Las iglesias cristianas han montado un negocio estable a base de vender el paraíso en el futuro a cambio del sufrimiento en el presente. Hay varias formas de asegurarse la felicidad postmortem: las limosnas, las donaciones, la compra de bulas o el sometimiento a los poderes establecidos. A lo largo de los siglos, la relación entre los poderosos del mundo y de la carne y los poderosos del espíritu ha sido fructífera para ambos. Los segundos han convencido a los explotados de que la obediencia y la sumisión formaban parte del camino hacia una vida eterna esplendorosa. A cambio, los eclesiásticos recibían prebendas, quedaban exentos de impuestos o podían inmatricular edificios a granel y vivir como obispos, a mayor gloria de Dios. Otras religiones prometen un paraíso con hasta 72 huríes perfectamente vírgenes, si se siguen al pie de la letra las directrices de los encargados de leer los libros de instrucciones para la vida (el Corán, pero también la Biblia) que unos señores dicen que les inspiró Dios y ellos interpretan. A estas alturas, qué Dios ya poco importa.

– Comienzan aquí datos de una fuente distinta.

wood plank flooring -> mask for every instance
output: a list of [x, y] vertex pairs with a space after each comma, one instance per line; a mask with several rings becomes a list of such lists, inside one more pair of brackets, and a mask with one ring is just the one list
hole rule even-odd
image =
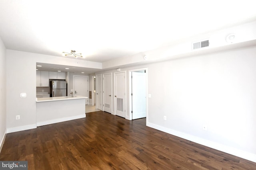
[[8, 133], [0, 160], [29, 170], [255, 170], [256, 163], [99, 111]]

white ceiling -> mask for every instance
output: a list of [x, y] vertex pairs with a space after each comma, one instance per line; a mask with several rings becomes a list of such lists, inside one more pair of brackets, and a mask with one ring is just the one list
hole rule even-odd
[[[98, 62], [255, 20], [255, 0], [1, 0], [6, 49]], [[72, 57], [66, 57], [74, 58]]]

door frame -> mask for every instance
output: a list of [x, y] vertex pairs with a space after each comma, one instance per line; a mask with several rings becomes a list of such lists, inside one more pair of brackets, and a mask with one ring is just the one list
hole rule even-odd
[[102, 110], [102, 74], [96, 74], [96, 94], [97, 94], [97, 93], [98, 93], [98, 84], [99, 83], [99, 82], [98, 82], [98, 76], [100, 76], [100, 90], [101, 90], [101, 95], [100, 95], [100, 101], [101, 101], [101, 105], [100, 106], [100, 108], [98, 108], [98, 98], [99, 97], [99, 96], [98, 95], [96, 95], [96, 108], [98, 109], [100, 109], [100, 110]]
[[146, 70], [146, 123], [148, 122], [148, 68], [138, 68], [133, 70], [129, 70], [129, 78], [128, 78], [129, 81], [129, 120], [132, 119], [132, 72], [135, 72], [136, 71]]
[[[94, 82], [94, 77], [95, 81]], [[95, 93], [94, 93], [94, 86], [96, 86], [96, 76], [92, 76], [92, 106], [95, 105]]]
[[[105, 104], [105, 94], [106, 94], [106, 93], [105, 92], [105, 83], [104, 83], [104, 82], [105, 82], [105, 78], [105, 78], [105, 77], [104, 76], [105, 74], [110, 74], [110, 76], [111, 76], [111, 113], [111, 113], [112, 114], [113, 114], [113, 90], [112, 90], [112, 88], [112, 88], [112, 87], [113, 87], [112, 86], [113, 86], [113, 85], [112, 84], [113, 79], [112, 79], [112, 72], [109, 72], [109, 73], [104, 73], [102, 75], [102, 80], [103, 80], [102, 83], [103, 83], [103, 95], [102, 95], [102, 96], [103, 96], [103, 104]], [[104, 110], [105, 110], [105, 105], [104, 105], [104, 104], [103, 104], [103, 111], [104, 111]]]
[[[124, 78], [124, 84], [125, 84], [125, 88], [124, 88], [124, 92], [125, 92], [125, 98], [124, 98], [124, 112], [125, 113], [125, 118], [126, 119], [129, 119], [129, 117], [127, 117], [127, 109], [126, 109], [126, 100], [127, 100], [127, 95], [126, 94], [126, 87], [127, 87], [127, 85], [126, 85], [126, 70], [124, 70], [124, 71], [117, 71], [117, 72], [114, 72], [114, 96], [116, 96], [116, 74], [117, 74], [117, 73], [120, 73], [121, 72], [124, 72], [124, 76], [125, 76], [125, 78]], [[116, 97], [115, 97], [115, 98], [114, 98], [114, 115], [116, 115]]]
[[[87, 98], [87, 104], [89, 104], [89, 76], [82, 76], [80, 75], [73, 75], [73, 93], [74, 93], [75, 90], [75, 77], [87, 77], [87, 96], [88, 98]], [[74, 96], [75, 94], [74, 94]], [[86, 105], [86, 102], [85, 102]]]

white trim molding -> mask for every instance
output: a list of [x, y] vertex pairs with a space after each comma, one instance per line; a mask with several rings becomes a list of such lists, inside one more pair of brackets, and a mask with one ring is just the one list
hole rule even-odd
[[254, 154], [152, 123], [148, 122], [147, 120], [146, 123], [146, 125], [149, 127], [256, 162], [256, 155]]

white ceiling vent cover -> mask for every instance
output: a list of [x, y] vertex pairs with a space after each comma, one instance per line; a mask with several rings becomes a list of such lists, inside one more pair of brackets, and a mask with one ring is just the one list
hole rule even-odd
[[194, 42], [192, 43], [192, 49], [193, 50], [200, 49], [206, 47], [209, 47], [208, 39]]

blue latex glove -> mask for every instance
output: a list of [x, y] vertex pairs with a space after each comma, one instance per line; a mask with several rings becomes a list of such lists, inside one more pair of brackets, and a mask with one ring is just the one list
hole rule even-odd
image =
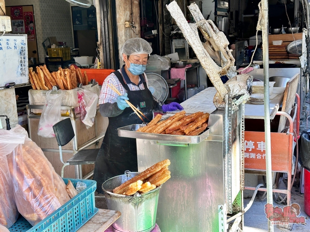
[[171, 102], [166, 105], [163, 105], [162, 106], [162, 109], [164, 112], [168, 112], [170, 111], [173, 111], [177, 110], [182, 110], [184, 108], [177, 102]]
[[116, 98], [116, 102], [117, 106], [121, 110], [125, 110], [126, 107], [129, 107], [129, 105], [127, 104], [125, 100], [129, 100], [129, 99], [127, 97], [127, 93], [125, 93], [122, 96], [118, 96]]

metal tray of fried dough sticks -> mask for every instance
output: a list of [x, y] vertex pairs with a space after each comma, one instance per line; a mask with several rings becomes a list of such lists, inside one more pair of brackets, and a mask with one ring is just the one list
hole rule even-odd
[[208, 138], [208, 136], [209, 136], [209, 130], [208, 127], [206, 128], [203, 132], [196, 136], [162, 135], [160, 134], [137, 132], [136, 131], [142, 126], [142, 124], [133, 124], [126, 127], [118, 128], [118, 136], [120, 137], [133, 139], [141, 139], [185, 144], [199, 144]]

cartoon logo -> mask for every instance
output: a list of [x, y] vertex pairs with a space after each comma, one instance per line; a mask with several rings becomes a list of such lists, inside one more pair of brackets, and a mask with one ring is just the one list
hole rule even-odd
[[266, 217], [274, 225], [288, 225], [290, 223], [304, 224], [304, 217], [297, 217], [300, 213], [300, 207], [294, 203], [290, 205], [285, 206], [283, 208], [278, 206], [273, 207], [271, 204], [265, 205]]
[[141, 108], [143, 108], [145, 107], [145, 102], [143, 101], [140, 103], [140, 107]]

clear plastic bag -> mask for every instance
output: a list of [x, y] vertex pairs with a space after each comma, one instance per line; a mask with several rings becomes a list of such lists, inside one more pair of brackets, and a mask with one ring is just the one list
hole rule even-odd
[[[16, 137], [21, 134], [19, 133], [22, 131], [21, 127], [18, 125], [10, 131], [15, 134], [11, 141], [15, 145]], [[7, 162], [18, 211], [34, 226], [70, 198], [63, 180], [55, 171], [41, 148], [21, 135], [24, 136], [24, 142], [17, 144], [7, 156]]]
[[46, 93], [46, 101], [39, 122], [38, 135], [44, 138], [55, 137], [53, 126], [61, 119], [61, 98], [64, 91], [59, 90], [54, 93], [53, 91], [51, 89]]
[[82, 122], [86, 128], [89, 128], [92, 126], [95, 122], [98, 95], [88, 89], [80, 88], [78, 90], [78, 98], [80, 104]]
[[85, 183], [81, 182], [77, 182], [77, 187], [75, 188], [77, 191], [80, 193], [87, 187], [87, 185]]
[[[18, 211], [15, 204], [11, 175], [9, 170], [7, 155], [12, 152], [18, 143], [23, 143], [26, 136], [16, 136], [9, 131], [0, 130], [0, 225], [8, 228], [18, 217]], [[0, 229], [0, 231], [1, 231]]]

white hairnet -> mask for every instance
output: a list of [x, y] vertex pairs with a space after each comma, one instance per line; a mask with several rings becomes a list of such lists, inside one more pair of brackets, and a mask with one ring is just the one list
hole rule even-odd
[[132, 38], [125, 42], [121, 50], [121, 55], [127, 56], [152, 53], [153, 50], [148, 42], [141, 38]]

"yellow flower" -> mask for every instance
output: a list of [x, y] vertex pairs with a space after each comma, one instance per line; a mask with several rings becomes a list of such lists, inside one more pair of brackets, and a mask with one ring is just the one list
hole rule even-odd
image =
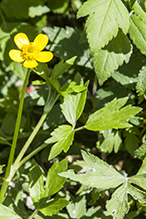
[[45, 34], [36, 36], [33, 42], [30, 42], [25, 33], [18, 33], [14, 37], [14, 42], [21, 50], [11, 49], [10, 58], [15, 62], [21, 62], [26, 68], [35, 68], [38, 62], [49, 62], [53, 58], [53, 53], [49, 51], [41, 52], [48, 44], [49, 38]]

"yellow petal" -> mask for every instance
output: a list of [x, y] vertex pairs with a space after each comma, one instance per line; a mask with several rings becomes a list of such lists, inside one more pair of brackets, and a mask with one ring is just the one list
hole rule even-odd
[[30, 41], [25, 33], [18, 33], [14, 37], [14, 42], [19, 49], [21, 49], [24, 45], [28, 45], [30, 43]]
[[25, 60], [23, 66], [25, 68], [35, 68], [38, 65], [35, 59], [33, 60]]
[[23, 62], [24, 61], [24, 59], [22, 59], [22, 57], [21, 57], [21, 51], [19, 51], [17, 49], [11, 49], [9, 51], [9, 56], [15, 62]]
[[48, 51], [40, 52], [36, 57], [38, 62], [49, 62], [51, 59], [53, 59], [53, 53]]
[[45, 34], [39, 34], [34, 39], [34, 43], [36, 44], [36, 46], [39, 48], [40, 51], [43, 50], [47, 46], [48, 41], [49, 41], [49, 38]]

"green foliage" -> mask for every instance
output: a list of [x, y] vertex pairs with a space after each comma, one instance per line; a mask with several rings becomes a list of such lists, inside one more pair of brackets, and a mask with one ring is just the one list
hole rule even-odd
[[139, 48], [143, 54], [146, 54], [146, 34], [144, 31], [146, 23], [140, 20], [136, 15], [132, 15], [130, 18], [130, 37], [137, 48]]
[[[145, 26], [145, 0], [0, 2], [0, 218], [145, 217]], [[53, 52], [27, 83], [20, 32]]]
[[55, 129], [51, 135], [52, 137], [46, 140], [45, 143], [57, 143], [51, 148], [49, 159], [52, 159], [53, 157], [60, 154], [62, 150], [64, 152], [68, 151], [74, 139], [74, 131], [72, 130], [72, 126], [61, 125]]
[[64, 208], [68, 201], [64, 198], [53, 198], [52, 195], [58, 192], [65, 179], [58, 176], [58, 173], [67, 169], [67, 160], [62, 160], [60, 164], [55, 162], [50, 168], [44, 188], [44, 173], [36, 162], [32, 162], [32, 167], [29, 173], [29, 191], [36, 210], [42, 212], [44, 215], [52, 216], [57, 214]]
[[[126, 177], [98, 157], [87, 154], [84, 151], [82, 156], [89, 166], [89, 170], [80, 174], [75, 174], [73, 170], [68, 170], [59, 175], [98, 189], [109, 189], [119, 186], [112, 194], [111, 199], [107, 201], [106, 215], [112, 215], [115, 219], [124, 218], [129, 211], [128, 194], [140, 203], [146, 203], [146, 185], [142, 183], [144, 182], [145, 173]], [[135, 185], [138, 185], [140, 189]]]
[[[93, 54], [107, 45], [113, 37], [116, 37], [119, 28], [125, 34], [128, 32], [129, 15], [120, 0], [87, 1], [80, 8], [77, 16], [79, 18], [86, 15], [89, 15], [86, 22], [86, 31]], [[97, 26], [95, 21], [98, 24]]]
[[130, 105], [123, 107], [126, 102], [127, 98], [114, 99], [104, 108], [91, 114], [84, 127], [93, 131], [131, 127], [126, 120], [132, 118], [141, 109]]
[[8, 218], [14, 218], [14, 219], [21, 219], [13, 210], [10, 208], [0, 204], [0, 218], [2, 219], [8, 219]]
[[85, 41], [81, 41], [81, 32], [79, 29], [72, 27], [45, 27], [43, 31], [49, 36], [52, 42], [49, 49], [51, 49], [55, 56], [62, 59], [69, 59], [77, 56], [75, 63], [77, 65], [92, 68], [90, 50]]

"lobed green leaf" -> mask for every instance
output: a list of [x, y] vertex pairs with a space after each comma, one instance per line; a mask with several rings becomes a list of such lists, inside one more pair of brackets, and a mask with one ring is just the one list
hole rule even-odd
[[146, 23], [137, 15], [130, 17], [129, 34], [133, 43], [140, 49], [141, 53], [146, 55]]
[[125, 177], [118, 173], [112, 166], [94, 155], [82, 152], [83, 158], [91, 168], [85, 173], [75, 174], [73, 170], [60, 173], [60, 176], [78, 181], [83, 185], [100, 189], [114, 188], [125, 181]]
[[46, 202], [46, 204], [39, 209], [45, 216], [52, 216], [57, 214], [60, 210], [62, 210], [66, 205], [68, 205], [68, 201], [64, 198], [55, 198]]
[[112, 215], [113, 219], [122, 219], [128, 213], [127, 183], [125, 182], [113, 194], [106, 204], [106, 215]]
[[115, 98], [104, 108], [91, 114], [84, 127], [93, 131], [131, 127], [132, 125], [126, 120], [133, 118], [134, 115], [141, 111], [141, 108], [132, 107], [131, 105], [123, 107], [127, 99], [127, 97]]
[[93, 57], [93, 64], [100, 85], [106, 81], [114, 70], [129, 61], [132, 54], [132, 45], [122, 31], [113, 38], [102, 50], [97, 51]]
[[50, 151], [49, 159], [57, 156], [61, 151], [67, 152], [74, 139], [72, 126], [60, 125], [51, 133], [52, 137], [45, 141], [46, 144], [57, 142]]
[[77, 17], [86, 15], [89, 17], [85, 27], [93, 54], [117, 36], [119, 27], [125, 34], [128, 32], [129, 14], [121, 0], [88, 0]]

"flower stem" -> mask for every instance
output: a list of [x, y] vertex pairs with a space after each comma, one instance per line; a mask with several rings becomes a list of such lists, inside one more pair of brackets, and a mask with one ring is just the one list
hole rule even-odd
[[11, 151], [10, 151], [10, 155], [9, 155], [9, 160], [8, 160], [8, 164], [7, 164], [5, 178], [4, 178], [2, 188], [1, 188], [1, 191], [0, 191], [0, 203], [3, 202], [4, 195], [6, 193], [7, 187], [9, 185], [10, 180], [11, 180], [10, 179], [11, 166], [12, 166], [12, 163], [13, 163], [13, 160], [14, 160], [14, 154], [15, 154], [15, 149], [16, 149], [16, 144], [17, 144], [17, 139], [18, 139], [18, 133], [19, 133], [20, 123], [21, 123], [21, 117], [22, 117], [22, 109], [23, 109], [25, 90], [26, 90], [26, 86], [28, 84], [30, 70], [31, 69], [28, 69], [28, 71], [27, 71], [27, 74], [26, 74], [26, 77], [25, 77], [25, 80], [24, 80], [24, 84], [23, 84], [23, 88], [22, 88], [22, 91], [21, 91], [21, 98], [20, 98], [20, 103], [19, 103], [19, 108], [18, 108], [18, 114], [17, 114], [17, 120], [16, 120], [16, 125], [15, 125], [15, 131], [14, 131]]
[[18, 154], [18, 157], [16, 158], [13, 168], [16, 168], [17, 165], [19, 164], [20, 160], [22, 159], [22, 157], [24, 156], [25, 152], [27, 151], [28, 147], [30, 146], [31, 142], [33, 141], [34, 137], [36, 136], [36, 134], [38, 133], [40, 127], [42, 126], [43, 122], [45, 121], [47, 116], [47, 113], [43, 113], [43, 115], [41, 116], [38, 124], [36, 125], [35, 129], [33, 130], [33, 132], [31, 133], [31, 135], [29, 136], [28, 140], [26, 141], [25, 145], [23, 146], [22, 150], [20, 151], [20, 153]]
[[24, 157], [17, 165], [17, 169], [19, 169], [30, 158], [32, 158], [35, 154], [37, 154], [39, 151], [43, 150], [47, 146], [48, 146], [48, 144], [44, 143], [44, 144], [40, 145], [38, 148], [36, 148], [34, 151], [32, 151], [30, 154], [28, 154], [26, 157]]
[[59, 95], [57, 95], [57, 97], [54, 99], [54, 101], [51, 102], [51, 104], [49, 105], [49, 109], [48, 111], [44, 111], [43, 115], [41, 116], [38, 124], [36, 125], [35, 129], [33, 130], [33, 132], [31, 133], [31, 135], [29, 136], [28, 140], [26, 141], [25, 145], [23, 146], [22, 150], [20, 151], [20, 153], [18, 154], [14, 165], [13, 165], [13, 173], [12, 173], [12, 177], [14, 176], [14, 174], [16, 173], [16, 171], [18, 170], [18, 168], [23, 165], [29, 158], [31, 158], [32, 156], [34, 156], [37, 152], [39, 152], [40, 150], [42, 150], [46, 144], [41, 145], [38, 149], [34, 150], [30, 155], [28, 155], [27, 157], [25, 157], [22, 161], [22, 157], [24, 156], [25, 152], [27, 151], [28, 147], [30, 146], [31, 142], [33, 141], [34, 137], [36, 136], [36, 134], [38, 133], [39, 129], [41, 128], [43, 122], [45, 121], [48, 113], [51, 111], [51, 109], [53, 108], [54, 104], [56, 103], [57, 99], [58, 99]]

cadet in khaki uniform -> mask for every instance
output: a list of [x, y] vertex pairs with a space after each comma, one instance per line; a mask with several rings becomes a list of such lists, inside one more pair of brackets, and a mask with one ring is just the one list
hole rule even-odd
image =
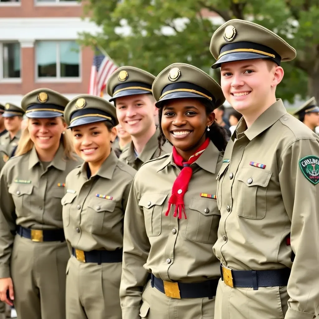
[[67, 271], [67, 319], [122, 319], [119, 290], [124, 212], [136, 171], [111, 150], [118, 123], [105, 100], [81, 95], [65, 108], [84, 160], [66, 178], [62, 200], [72, 256]]
[[13, 149], [18, 145], [21, 135], [21, 122], [24, 111], [21, 108], [7, 103], [5, 110], [2, 114], [4, 118], [4, 125], [8, 131], [0, 137], [0, 144], [6, 148], [10, 157]]
[[66, 175], [81, 163], [64, 134], [68, 102], [48, 89], [24, 96], [28, 126], [0, 174], [0, 297], [14, 301], [19, 319], [65, 317], [61, 202]]
[[225, 98], [208, 75], [182, 63], [162, 71], [152, 90], [160, 141], [167, 139], [174, 147], [143, 165], [131, 189], [124, 221], [123, 319], [211, 319], [220, 277], [212, 253], [220, 218], [214, 181], [227, 144], [213, 112]]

Como el sistema funciona, algunos políticos se han decidido a copiarlo. El independentismo lleva tiempo asegurando que el paraíso está en la independencia. Y a sus próceres les va casi tan bien como a los de la iglesia.

La última promesa de unos y de otros ha sido el futuro del aeropuerto de Barcelona. Va a ser la repanocha o más, si cabe. En materia ecológica, si ganan los inmovilistas; en servicios y vuelos, si vencen los desarrollistas. En cualquier caso, ambos tienen algo en común: la felicidad está en el futuro. Que el presente sea un desastre es un asunto menor para unos y para otros.

Los aeropuertos son lugares horribles. Las personas llegan allí como ciudadanos de pleno derecho y se convierten, apenas cruzar las puertas, en súbditos. Y no súbditos de grandes poderes sino de cualquiera que lleve un uniforme, aunque esté arrugado. Se le puede ordenar que haga cualquier cosa y ¡ay del que se resista!

No hace mucho un lector de estas páginas decidió volar a una ciudad europea. En este caso, con Vueling. Hora del vuelo, 10.50. Llegó a las ocho de la mañana para el embarque y había ya una cola considerable. Tan considerable que facturar la maleta le supuso 50 minutos de espera. Tuvo tiempo suficiente como para comprobar que había 15 mostradores de facturación. Dos de ellos estaban dedicados a los pasajeros preferentes; tres, a los que llegaban tarde y necesitaban facturar con urgencia. Los cinco estaban ocupados por empleados que, buena parte del tiempo, podían departir amigablemente porque nadie necesitaba esos servicios. De los otros 10 mostradores había exactamente dos en funcionamiento. En el resto: nadie. De modo que el lector supuso que su espera (el mal trato al que estaba siendo sometido) no tenía nada que ver con la capacidad del aeropuerto sino con una mala planificación. O buena, según el criterio que se utilice. Desde la perspectiva del usuario, un desastre; desde la de los beneficios de la empresa que presta el servicio (es una forma de hablar), un acierto total. ¿Sabe AENA que estas cosas pasan? ¿Puede hacer algo al respecto y tirar de las orejas, preferentemente con multas económicas, a la empresa que tiene la concesión?

El sufrido lector tuvo tiempo de acordarse de los 1.700 millones de euros previstos para las mejoras del aeropuerto de Barcelona. Y tuvo también tiempo suficiente para pensar que en el futuro, cuando igual ya se haya muerto, ese aeropuerto será una maravilla, pero en el presente es un valle de lágrimas.

Bien está que las iglesias sigan vendiendo parcelas en el cielo. Después de todo, comprarlas no es obligación de nadie. Pero en lo referente a los servicios públicos convendría empezar a hablar del presente y dejar el futuro para más adelante.